The iodinated[ Tyr⁰]-CNP_(1-22) was prepared as the same method of ANP described previously.²⁴ ²⁵ In brief, 5 μg of synthetic[ Tyr⁰]-CNP_(1-22) (Peninsula, Belmont, CA) were introduced into a vial containing 25 μl of 0.5 M phosphate-buffered saline (pH 7.4) followed by the addition of 1 mCi of Na¹²⁵I (Amersham, Little Chalfont, UK). Chloramine-T (10 μg per 10 μl) was added to the reaction vial and mixed gently, and 30 seconds later, the reaction was terminated by bovine serum albumin (BSA) solution (60 mg/200 μl).
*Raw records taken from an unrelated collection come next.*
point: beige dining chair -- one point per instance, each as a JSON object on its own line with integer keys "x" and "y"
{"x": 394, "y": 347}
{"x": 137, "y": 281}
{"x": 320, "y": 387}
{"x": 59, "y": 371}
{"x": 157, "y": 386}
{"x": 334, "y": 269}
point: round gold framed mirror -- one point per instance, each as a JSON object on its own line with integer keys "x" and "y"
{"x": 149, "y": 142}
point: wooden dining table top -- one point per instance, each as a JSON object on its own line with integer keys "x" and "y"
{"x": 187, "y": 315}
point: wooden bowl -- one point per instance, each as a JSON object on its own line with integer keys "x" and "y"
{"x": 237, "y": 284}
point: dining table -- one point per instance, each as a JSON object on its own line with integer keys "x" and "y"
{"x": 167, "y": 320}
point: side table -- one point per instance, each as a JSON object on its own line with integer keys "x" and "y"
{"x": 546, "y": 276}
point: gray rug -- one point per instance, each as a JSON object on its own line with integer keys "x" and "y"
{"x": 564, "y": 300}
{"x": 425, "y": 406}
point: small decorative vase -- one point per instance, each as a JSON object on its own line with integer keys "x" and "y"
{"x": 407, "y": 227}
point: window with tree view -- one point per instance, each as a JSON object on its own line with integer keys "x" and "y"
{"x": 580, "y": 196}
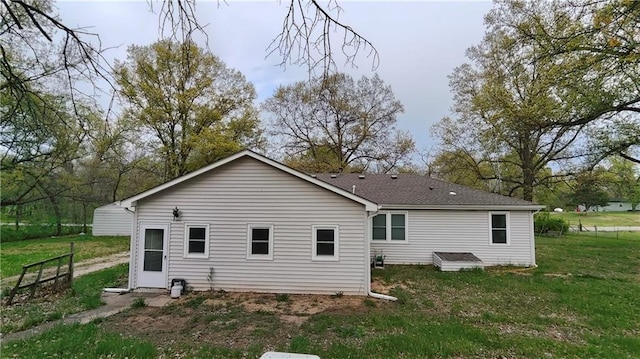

The reaction mixture was immediately applied to an elution column (Sephadex G-25; Sigma, Poole, UK) and eluted with 0.1 M acetic acid containing 0.3% BSA, 0.3% lysozyme, 0.1% glycine, and 200 Kallikrein inhibiting units per milliliter aprotinin. The iodinated[ Tyr⁰]-CNP_(1-22) was repurified by reversed-phase HPLC on an elution (μBondapak) column with a linear gradient of 20% to 60% acetonitrile in 0.1% TFA. The specific activity of ¹²⁵I-[Tyr⁰]-CNP_(1-22), measured by radioimmunoassay (RIA),²⁶ was approximately 1700 Ci/mmol.

RIA of NPs

The concentration of CNP in tissue extracts was measured by RIA, as described elsewhere.²³ ²⁵ Briefly, the lyophilized samples were reconstituted with phosphate buffer (pH 7.4) containing 50 mM NaCl, 0.1% BSA, 0.1% Triton X-100, and 0.01% sodium azide. After incubation with anti-CNP antibody (Peninsula) for 24 hours at 4°C, approximately 15,000 cpm of ¹²⁵I-[Tyr⁰]-CNP_(1-22) was added, and samples were incubated again for another 24 hours at 4°C. The separation of the unbound fraction was achieved by the addition of the second antibody. The 50% intercept was at 79.0 ± 14.2 pg/tube (n = 5). The intra- and interassay coefficients of variation were 6.9% (n = 6) and 4.4% (n = 10), respectively. Cross-reactivity with ANP was less than 0.01%, and no cross-reactivity with BNP was observed. RIA for the measurement of ANP was performed as described previously.²⁴

RT-PCR of mRNAs for NPs and NPRs

Reverse transcription–polymerase chain reaction (RT-PCR) was performed as described previously.²⁵ Total RNA was extracted from the cornea using TRI reagent (MRC, Cincinnati, OH) according to the manufacturer’s protocol. Total RNA concentrations were quantitated by UV spectrophotometry. One microgram of mRNA was suspended in 20 μl RT buffer containing 10 mM Tris (pH 8.3); 50 mM KCl; 5 mM MgCl ₂; 1 mM each of dATP, dCTP, dGTP, and dTTP; 20 U RNase inhibitor; 2.5 μM random hexamers; and 150 U Moloney leukemia virus reverse transcriptase (Perkin Elmer, Branchburg, NJ). mRNA was reverse transcribed at room temperature for 10 minutes and at 42°C for 30 minutes. The reaction was stopped by heat inactivation for 5 minutes at 99°C and then chilled on ice. cDNA products were amplified by PCR with sense and antisense primers.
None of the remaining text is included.